NVIDIA / gpu-operator

NVIDIA GPU Operator creates, configures, and manages GPUs in Kubernetes
https://docs.nvidia.com/datacenter/cloud-native/gpu-operator/latest/index.html
Apache License 2.0
1.87k stars 305 forks source link

GPU resources are not recovered even XID error is resolved #1065

Open jslouisyou opened 1 month ago

jslouisyou commented 1 month ago

Hello, NVIDIA team.

I recently faced an issue while GPU resources (nvidia.com/gpu) can be shown from kubelet are not recovered (e.g. 7 -> 8) even any XID error is resolved.

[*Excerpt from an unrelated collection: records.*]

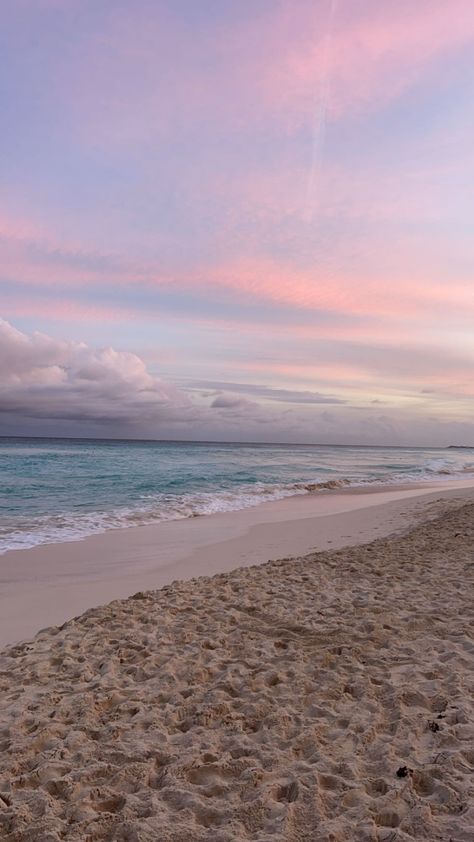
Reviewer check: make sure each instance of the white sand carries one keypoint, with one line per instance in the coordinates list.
(50, 584)
(274, 702)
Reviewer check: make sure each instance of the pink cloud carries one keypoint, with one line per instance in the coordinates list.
(128, 86)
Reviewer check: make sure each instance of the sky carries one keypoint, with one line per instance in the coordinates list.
(238, 220)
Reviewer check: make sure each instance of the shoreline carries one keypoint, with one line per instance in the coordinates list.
(316, 698)
(49, 584)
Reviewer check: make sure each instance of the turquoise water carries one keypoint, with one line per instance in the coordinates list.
(63, 489)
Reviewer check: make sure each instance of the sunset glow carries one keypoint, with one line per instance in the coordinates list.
(263, 206)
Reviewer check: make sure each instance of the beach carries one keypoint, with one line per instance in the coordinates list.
(326, 698)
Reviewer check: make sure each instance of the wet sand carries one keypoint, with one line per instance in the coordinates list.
(50, 584)
(319, 699)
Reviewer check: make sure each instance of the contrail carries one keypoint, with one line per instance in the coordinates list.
(320, 114)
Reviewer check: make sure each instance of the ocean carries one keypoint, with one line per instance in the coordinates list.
(54, 490)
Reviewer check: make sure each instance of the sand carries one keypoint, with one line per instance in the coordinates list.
(52, 583)
(324, 699)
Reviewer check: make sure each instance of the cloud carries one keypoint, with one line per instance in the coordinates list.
(265, 392)
(44, 378)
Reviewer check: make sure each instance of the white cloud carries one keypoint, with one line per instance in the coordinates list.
(45, 378)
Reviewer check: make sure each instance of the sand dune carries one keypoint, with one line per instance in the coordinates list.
(326, 698)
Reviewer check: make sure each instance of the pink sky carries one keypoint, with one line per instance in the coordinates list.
(273, 194)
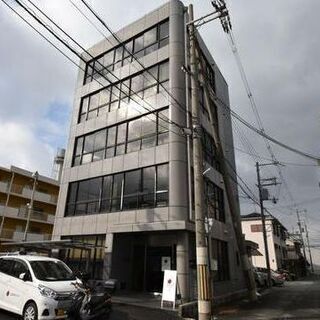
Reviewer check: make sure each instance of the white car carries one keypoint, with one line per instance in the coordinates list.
(35, 287)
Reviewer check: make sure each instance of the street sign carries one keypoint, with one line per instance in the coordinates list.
(169, 287)
(165, 263)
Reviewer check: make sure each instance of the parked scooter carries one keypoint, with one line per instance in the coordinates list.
(89, 302)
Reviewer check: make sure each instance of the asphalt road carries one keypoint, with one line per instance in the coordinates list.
(120, 312)
(298, 300)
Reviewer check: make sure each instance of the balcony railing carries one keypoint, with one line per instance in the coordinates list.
(23, 213)
(26, 192)
(4, 186)
(12, 234)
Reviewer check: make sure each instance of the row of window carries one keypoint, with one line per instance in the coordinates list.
(141, 188)
(141, 45)
(214, 201)
(144, 132)
(140, 86)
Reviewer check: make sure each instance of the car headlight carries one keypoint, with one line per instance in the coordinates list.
(47, 292)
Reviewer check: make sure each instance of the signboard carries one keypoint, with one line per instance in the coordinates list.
(169, 287)
(214, 264)
(165, 263)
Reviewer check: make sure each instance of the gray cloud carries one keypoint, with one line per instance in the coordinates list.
(278, 43)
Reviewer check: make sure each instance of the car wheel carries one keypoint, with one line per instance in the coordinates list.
(30, 312)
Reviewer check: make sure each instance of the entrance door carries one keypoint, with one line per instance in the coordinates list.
(139, 252)
(154, 274)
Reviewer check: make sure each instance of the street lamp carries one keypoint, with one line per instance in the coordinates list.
(35, 177)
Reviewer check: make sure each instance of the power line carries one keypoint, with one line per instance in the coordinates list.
(95, 14)
(84, 50)
(74, 51)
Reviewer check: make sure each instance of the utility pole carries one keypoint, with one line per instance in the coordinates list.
(203, 282)
(263, 195)
(308, 243)
(301, 238)
(7, 203)
(35, 177)
(233, 206)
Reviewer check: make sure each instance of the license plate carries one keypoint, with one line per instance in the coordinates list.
(60, 312)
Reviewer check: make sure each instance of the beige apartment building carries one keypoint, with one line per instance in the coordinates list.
(276, 238)
(17, 189)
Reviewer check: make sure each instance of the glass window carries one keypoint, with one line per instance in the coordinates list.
(104, 97)
(83, 190)
(151, 76)
(149, 124)
(117, 192)
(88, 143)
(72, 192)
(85, 104)
(137, 83)
(100, 140)
(94, 188)
(128, 49)
(18, 268)
(108, 58)
(131, 189)
(79, 145)
(111, 136)
(6, 265)
(94, 101)
(162, 185)
(119, 53)
(98, 65)
(86, 158)
(134, 129)
(151, 48)
(164, 71)
(164, 30)
(163, 118)
(148, 183)
(150, 37)
(138, 44)
(115, 95)
(106, 195)
(121, 134)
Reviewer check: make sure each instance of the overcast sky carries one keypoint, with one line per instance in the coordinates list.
(279, 46)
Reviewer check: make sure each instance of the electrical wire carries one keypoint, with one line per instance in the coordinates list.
(98, 17)
(64, 42)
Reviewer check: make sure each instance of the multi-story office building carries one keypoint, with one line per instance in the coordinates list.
(16, 189)
(125, 178)
(276, 238)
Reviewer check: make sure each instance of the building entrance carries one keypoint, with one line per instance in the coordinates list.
(139, 261)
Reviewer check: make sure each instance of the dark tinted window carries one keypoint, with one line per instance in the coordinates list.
(51, 271)
(6, 265)
(18, 268)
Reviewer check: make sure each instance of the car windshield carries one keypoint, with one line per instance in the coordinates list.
(47, 270)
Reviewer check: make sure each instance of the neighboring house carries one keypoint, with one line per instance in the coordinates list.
(295, 262)
(16, 186)
(276, 237)
(125, 178)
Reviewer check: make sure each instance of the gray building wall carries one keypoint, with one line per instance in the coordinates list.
(175, 217)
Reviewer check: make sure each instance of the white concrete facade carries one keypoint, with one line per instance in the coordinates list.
(252, 229)
(159, 227)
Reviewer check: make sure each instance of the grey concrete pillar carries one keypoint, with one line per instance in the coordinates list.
(107, 263)
(183, 271)
(177, 148)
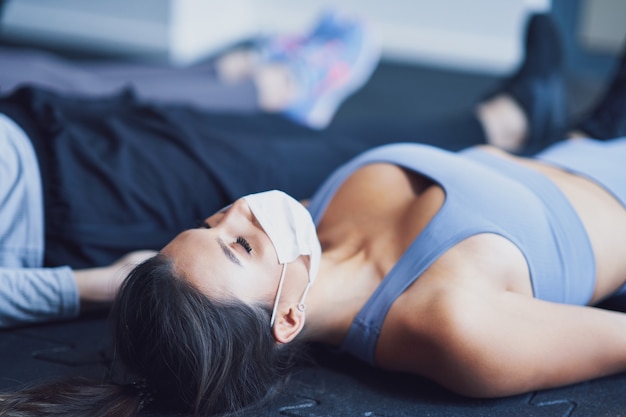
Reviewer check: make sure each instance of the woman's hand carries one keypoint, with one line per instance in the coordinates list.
(100, 285)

I got nvidia-device-plugin-daemonset from gpu-operator and I'm using gpu-operator v23.9.2.

Here's more details:

I found that there were only 7 GPU cards shown from Kubernetes, even I'm using 8 GPU cards in H100 node:

Capacity:
  cpu:                        128
  ephemeral-storage:          7441183616Ki
  hugepages-1Gi:              0
  hugepages-2Mi:              8448Mi
  memory:                     2113276288Ki
  nvidia.com/gpu:             8
  pods:                       110
Allocatable:
  cpu:                        128
  ephemeral-storage:          6857794809152
  hugepages-1Gi:              0
  hugepages-2Mi:              8448Mi
  memory:                     2062682496Ki
  nvidia.com/gpu:             7       <=========== here
  pods:                       110

nvidia-device-plugin-daemonset reports that there is XID 94 error is coming out in one of GPU card:

I1025 02:19:08.002792       1 health.go:151] Skipping non-nvmlEventTypeXidCriticalError event: {Device:{Handle:0x7f0dcf40bdf8} EventType:2 EventData:0 GpuInstanceId:4294967295 ComputeInstanceId:4294967295}
I1025 02:19:08.048144       1 health.go:160] Processing event {Device:{Handle:0x7f0dcf40bdf8} EventType:8 EventData:94 GpuInstanceId:4294967295 ComputeInstanceId:4294967295}
I1025 02:19:08.048185       1 health.go:186] XidCriticalError: Xid=94 on Device=GPU-d23d91a3-fb44-fdaa-7e44-52396b1b7e41; marking device as unhealthy.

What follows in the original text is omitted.